Following a broken bone and a string of cancellations, Scotland’s North Atlantic Oscillation are finally out on the road in support of last year’s excellent The Third Day, their third LP on Kscope, and a substantial departure from the two that preceded it.
As the band kick into the single August, it becomes clear that the album works tremendously well live. The band’s stage set-up is leaner than it has been in the past – despite an extra member, Pete Meighan, on keyboards and vocals – and yet their sound is sharp and vividly drawn.
With a live projectionist on board, the band are lit mainly by the live visuals, giving the gig a Kraftwerk vibe, especially with the quota of keyboards per capita on stage. The epic Dust is suitably grandiose, and the Radiohead-esque Wires boasts a mesmerisingly incessant build. A Nice Little Place is a welcome break from more insistent, uptempo numbers from the new album, and also shows that frontman Sam Healy appears to be using a lot less vocal processing than in the past, instead using special effects and instruments to capture NAO’s trademark ethereal, electronic tones, opting to leave the vocal organic.
Judging by how busy the venue is compared to previous outings, new fans are voting with their feet, but NAO are more than happy to dig into their back catalogue. Early single Ceiling Poem is every bit the oddball pop masterpiece it ever was, while thrilling post-progressive tunes such as the soaring Alexanderplatz, emotive Drawing Maps From Memory and expansive Ritual from their 2010 debut Grappling Hooks have never sounded better.
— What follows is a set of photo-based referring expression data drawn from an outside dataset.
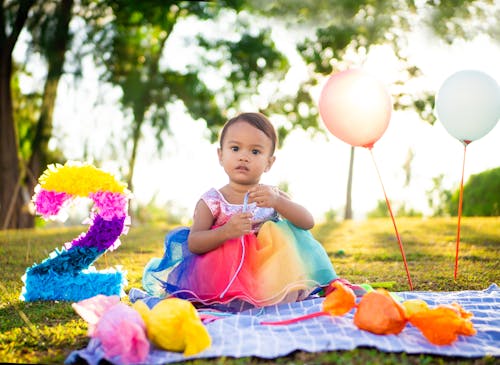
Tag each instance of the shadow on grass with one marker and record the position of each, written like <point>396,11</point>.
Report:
<point>27,314</point>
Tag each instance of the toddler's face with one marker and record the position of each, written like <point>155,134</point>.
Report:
<point>245,153</point>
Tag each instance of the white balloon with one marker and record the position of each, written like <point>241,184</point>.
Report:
<point>468,104</point>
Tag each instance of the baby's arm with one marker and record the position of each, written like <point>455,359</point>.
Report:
<point>272,197</point>
<point>203,239</point>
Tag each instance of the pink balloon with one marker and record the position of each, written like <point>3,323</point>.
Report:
<point>355,107</point>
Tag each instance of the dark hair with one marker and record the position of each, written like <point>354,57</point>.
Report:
<point>257,120</point>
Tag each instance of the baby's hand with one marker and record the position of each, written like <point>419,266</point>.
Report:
<point>238,225</point>
<point>264,195</point>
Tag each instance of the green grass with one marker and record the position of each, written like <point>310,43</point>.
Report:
<point>362,252</point>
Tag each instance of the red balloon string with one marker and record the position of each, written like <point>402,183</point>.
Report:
<point>460,200</point>
<point>393,222</point>
<point>296,319</point>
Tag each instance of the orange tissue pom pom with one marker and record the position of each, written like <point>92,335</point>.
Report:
<point>340,300</point>
<point>443,324</point>
<point>379,313</point>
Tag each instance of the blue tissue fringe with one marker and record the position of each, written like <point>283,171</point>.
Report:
<point>72,286</point>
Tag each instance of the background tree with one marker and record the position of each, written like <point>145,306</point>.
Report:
<point>131,51</point>
<point>13,17</point>
<point>481,195</point>
<point>346,32</point>
<point>128,40</point>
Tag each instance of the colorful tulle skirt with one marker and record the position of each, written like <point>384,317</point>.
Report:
<point>282,263</point>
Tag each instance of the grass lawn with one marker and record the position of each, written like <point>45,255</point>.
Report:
<point>362,252</point>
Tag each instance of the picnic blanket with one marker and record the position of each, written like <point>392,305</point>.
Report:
<point>242,334</point>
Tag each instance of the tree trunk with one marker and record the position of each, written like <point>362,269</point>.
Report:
<point>136,136</point>
<point>10,198</point>
<point>55,54</point>
<point>348,199</point>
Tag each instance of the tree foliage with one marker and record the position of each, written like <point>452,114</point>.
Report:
<point>481,195</point>
<point>129,42</point>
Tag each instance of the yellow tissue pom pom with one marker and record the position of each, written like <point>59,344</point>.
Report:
<point>174,325</point>
<point>79,180</point>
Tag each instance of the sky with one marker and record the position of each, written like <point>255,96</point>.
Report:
<point>314,167</point>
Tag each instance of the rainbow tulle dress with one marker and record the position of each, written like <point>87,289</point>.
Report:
<point>281,263</point>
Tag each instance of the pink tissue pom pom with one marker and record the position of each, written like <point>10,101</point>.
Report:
<point>48,203</point>
<point>92,309</point>
<point>109,204</point>
<point>122,333</point>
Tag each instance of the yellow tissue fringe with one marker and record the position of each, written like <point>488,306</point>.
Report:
<point>79,180</point>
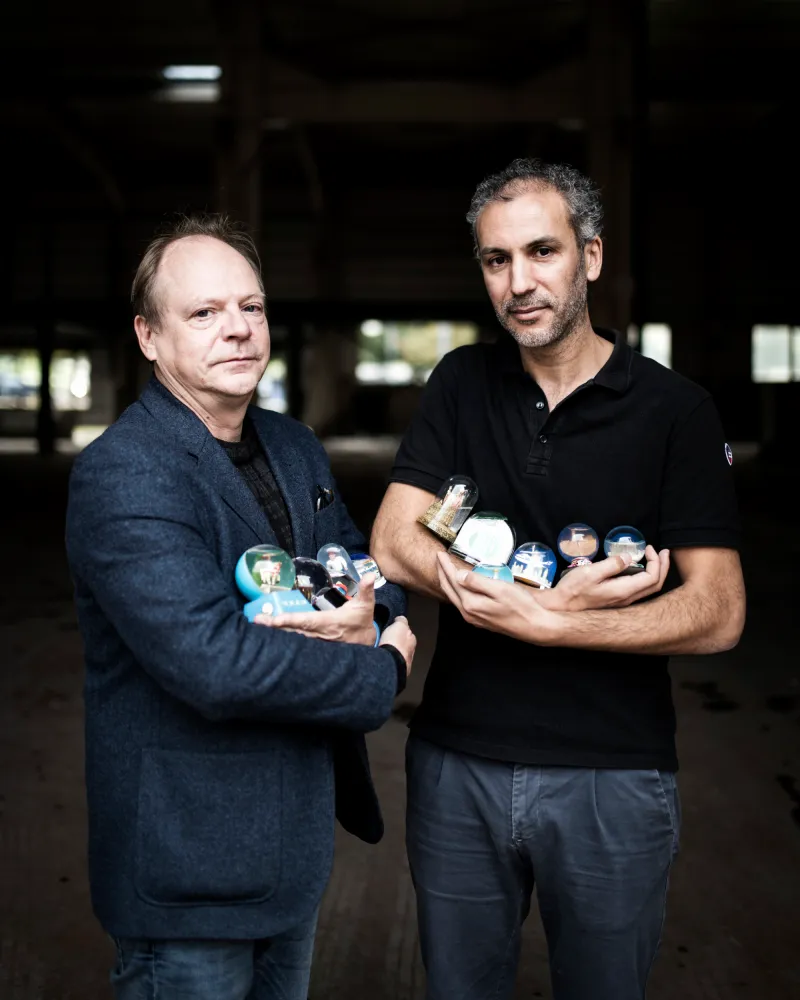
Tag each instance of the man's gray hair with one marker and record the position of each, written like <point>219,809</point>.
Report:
<point>582,197</point>
<point>219,227</point>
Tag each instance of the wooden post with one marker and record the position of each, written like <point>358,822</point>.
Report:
<point>616,58</point>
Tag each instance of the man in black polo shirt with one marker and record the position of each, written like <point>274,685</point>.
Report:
<point>544,752</point>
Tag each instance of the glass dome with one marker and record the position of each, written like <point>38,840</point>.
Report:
<point>311,576</point>
<point>336,560</point>
<point>494,572</point>
<point>486,537</point>
<point>263,569</point>
<point>625,539</point>
<point>450,509</point>
<point>578,544</point>
<point>534,563</point>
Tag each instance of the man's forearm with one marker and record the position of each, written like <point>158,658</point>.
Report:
<point>408,558</point>
<point>684,621</point>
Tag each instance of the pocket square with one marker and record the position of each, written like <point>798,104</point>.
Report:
<point>325,497</point>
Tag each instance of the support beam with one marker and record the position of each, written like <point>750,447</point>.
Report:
<point>239,192</point>
<point>615,34</point>
<point>45,343</point>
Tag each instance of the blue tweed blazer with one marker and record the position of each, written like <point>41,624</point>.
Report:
<point>217,752</point>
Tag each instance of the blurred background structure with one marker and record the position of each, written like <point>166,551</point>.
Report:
<point>350,134</point>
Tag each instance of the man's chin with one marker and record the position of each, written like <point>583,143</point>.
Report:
<point>530,335</point>
<point>237,385</point>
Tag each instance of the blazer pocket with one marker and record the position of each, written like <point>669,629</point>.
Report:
<point>208,827</point>
<point>326,525</point>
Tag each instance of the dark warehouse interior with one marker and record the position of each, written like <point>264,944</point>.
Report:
<point>349,135</point>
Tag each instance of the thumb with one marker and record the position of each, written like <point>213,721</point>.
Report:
<point>478,583</point>
<point>612,566</point>
<point>366,589</point>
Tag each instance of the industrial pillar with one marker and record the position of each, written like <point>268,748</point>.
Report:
<point>45,343</point>
<point>239,192</point>
<point>616,119</point>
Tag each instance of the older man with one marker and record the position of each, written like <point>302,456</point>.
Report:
<point>217,751</point>
<point>544,748</point>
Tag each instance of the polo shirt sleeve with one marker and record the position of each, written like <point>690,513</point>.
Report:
<point>698,501</point>
<point>427,453</point>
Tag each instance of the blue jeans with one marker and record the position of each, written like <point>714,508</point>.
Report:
<point>597,843</point>
<point>277,969</point>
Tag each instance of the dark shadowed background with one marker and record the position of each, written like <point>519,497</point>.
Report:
<point>349,134</point>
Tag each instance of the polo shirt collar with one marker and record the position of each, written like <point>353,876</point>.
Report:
<point>615,373</point>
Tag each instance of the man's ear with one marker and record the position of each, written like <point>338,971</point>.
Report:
<point>593,258</point>
<point>145,335</point>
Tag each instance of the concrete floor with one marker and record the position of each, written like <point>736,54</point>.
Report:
<point>732,927</point>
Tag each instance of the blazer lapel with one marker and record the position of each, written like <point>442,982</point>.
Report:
<point>213,463</point>
<point>215,466</point>
<point>289,471</point>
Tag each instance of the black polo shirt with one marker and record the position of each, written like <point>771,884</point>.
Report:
<point>637,444</point>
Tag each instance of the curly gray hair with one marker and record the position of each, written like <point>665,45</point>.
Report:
<point>580,194</point>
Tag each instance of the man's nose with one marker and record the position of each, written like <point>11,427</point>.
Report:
<point>522,276</point>
<point>236,323</point>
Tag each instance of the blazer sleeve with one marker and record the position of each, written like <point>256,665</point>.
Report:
<point>390,599</point>
<point>136,547</point>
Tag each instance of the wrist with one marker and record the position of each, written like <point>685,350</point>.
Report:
<point>554,628</point>
<point>401,667</point>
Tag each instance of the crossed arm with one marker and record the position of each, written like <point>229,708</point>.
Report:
<point>589,609</point>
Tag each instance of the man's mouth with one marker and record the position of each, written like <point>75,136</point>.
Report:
<point>525,312</point>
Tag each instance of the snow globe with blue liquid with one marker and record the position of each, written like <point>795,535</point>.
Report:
<point>626,540</point>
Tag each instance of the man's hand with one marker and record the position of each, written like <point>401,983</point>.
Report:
<point>510,608</point>
<point>599,585</point>
<point>399,635</point>
<point>350,623</point>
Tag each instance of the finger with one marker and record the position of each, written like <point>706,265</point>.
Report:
<point>366,590</point>
<point>300,621</point>
<point>664,558</point>
<point>605,569</point>
<point>448,587</point>
<point>446,566</point>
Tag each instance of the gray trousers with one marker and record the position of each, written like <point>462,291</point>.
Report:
<point>597,844</point>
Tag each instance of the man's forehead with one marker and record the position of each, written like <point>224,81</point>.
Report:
<point>526,215</point>
<point>206,261</point>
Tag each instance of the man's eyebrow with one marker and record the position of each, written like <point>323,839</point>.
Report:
<point>210,300</point>
<point>541,241</point>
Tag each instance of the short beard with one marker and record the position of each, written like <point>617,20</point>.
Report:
<point>565,317</point>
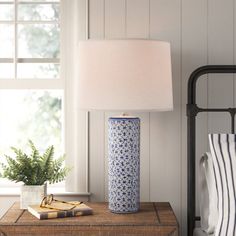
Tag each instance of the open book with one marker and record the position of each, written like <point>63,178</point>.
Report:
<point>60,211</point>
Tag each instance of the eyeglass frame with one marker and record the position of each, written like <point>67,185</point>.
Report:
<point>51,198</point>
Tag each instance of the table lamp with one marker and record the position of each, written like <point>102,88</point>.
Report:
<point>125,76</point>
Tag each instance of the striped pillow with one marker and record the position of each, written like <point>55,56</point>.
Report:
<point>224,162</point>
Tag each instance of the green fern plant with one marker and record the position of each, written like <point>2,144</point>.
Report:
<point>34,169</point>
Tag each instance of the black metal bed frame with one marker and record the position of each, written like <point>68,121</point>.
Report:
<point>192,111</point>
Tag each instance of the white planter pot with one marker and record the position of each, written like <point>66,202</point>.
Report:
<point>32,195</point>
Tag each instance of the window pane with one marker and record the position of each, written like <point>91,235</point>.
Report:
<point>38,41</point>
<point>31,114</point>
<point>6,12</point>
<point>6,70</point>
<point>6,40</point>
<point>38,12</point>
<point>38,70</point>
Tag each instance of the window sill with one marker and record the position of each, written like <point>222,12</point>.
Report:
<point>15,192</point>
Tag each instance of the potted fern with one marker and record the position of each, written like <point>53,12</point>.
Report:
<point>35,171</point>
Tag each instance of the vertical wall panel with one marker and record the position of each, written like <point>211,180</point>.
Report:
<point>220,51</point>
<point>137,18</point>
<point>115,18</point>
<point>194,54</point>
<point>96,122</point>
<point>165,131</point>
<point>137,21</point>
<point>115,28</point>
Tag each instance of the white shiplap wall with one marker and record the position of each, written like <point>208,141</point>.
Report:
<point>201,32</point>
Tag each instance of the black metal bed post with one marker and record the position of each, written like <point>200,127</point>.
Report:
<point>192,111</point>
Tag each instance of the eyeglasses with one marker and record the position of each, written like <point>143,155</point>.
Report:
<point>51,203</point>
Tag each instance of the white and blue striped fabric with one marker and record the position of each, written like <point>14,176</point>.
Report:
<point>224,162</point>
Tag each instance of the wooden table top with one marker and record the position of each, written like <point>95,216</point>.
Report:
<point>150,214</point>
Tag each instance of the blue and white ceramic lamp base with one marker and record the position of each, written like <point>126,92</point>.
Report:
<point>124,164</point>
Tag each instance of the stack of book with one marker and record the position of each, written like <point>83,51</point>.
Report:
<point>60,210</point>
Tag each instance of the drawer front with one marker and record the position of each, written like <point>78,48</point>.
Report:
<point>60,230</point>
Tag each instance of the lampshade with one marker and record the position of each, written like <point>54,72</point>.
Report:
<point>124,75</point>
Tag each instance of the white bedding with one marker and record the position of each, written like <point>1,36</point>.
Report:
<point>199,232</point>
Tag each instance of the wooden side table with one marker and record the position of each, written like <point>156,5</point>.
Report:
<point>152,219</point>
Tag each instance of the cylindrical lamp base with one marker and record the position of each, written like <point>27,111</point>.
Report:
<point>124,164</point>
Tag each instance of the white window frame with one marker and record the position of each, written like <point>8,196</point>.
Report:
<point>82,123</point>
<point>29,83</point>
<point>15,23</point>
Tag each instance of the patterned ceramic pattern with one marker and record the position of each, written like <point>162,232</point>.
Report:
<point>123,164</point>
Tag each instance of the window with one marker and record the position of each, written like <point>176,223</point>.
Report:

The visuals are exceptional, particularly during Drawing Maps…, bringing an extra dimension to the performance and hinting at the song’s macabre video.
Meanwhile, during tracks from the new album, the visuals echo the style of the illustrations in the Codex Seraphinianus, the eccentric encyclopedia of an imaginary world that inspired the artwork and videos for The Third Day. A number of cuts from their gauzy second album Fog Electric materialise as well; Soft Coda is a stronger live effort than memory suggested it would be, although its B-side, One Good Reason, would have been welcome – and Savage With Barometer is exceptionally atmospheric.
Closing with When To Stop, the final track on the new album, the set reaches a dramatic peak, and the song’s breathtaking climax yields the fact – more obvious live than on record – that NAO are making the best music of their career. The queue of fans waiting to congratulate them after the venue lights come back up suggests that maybe this most overlooked of cult new acts is finally getting the recognition they deserve.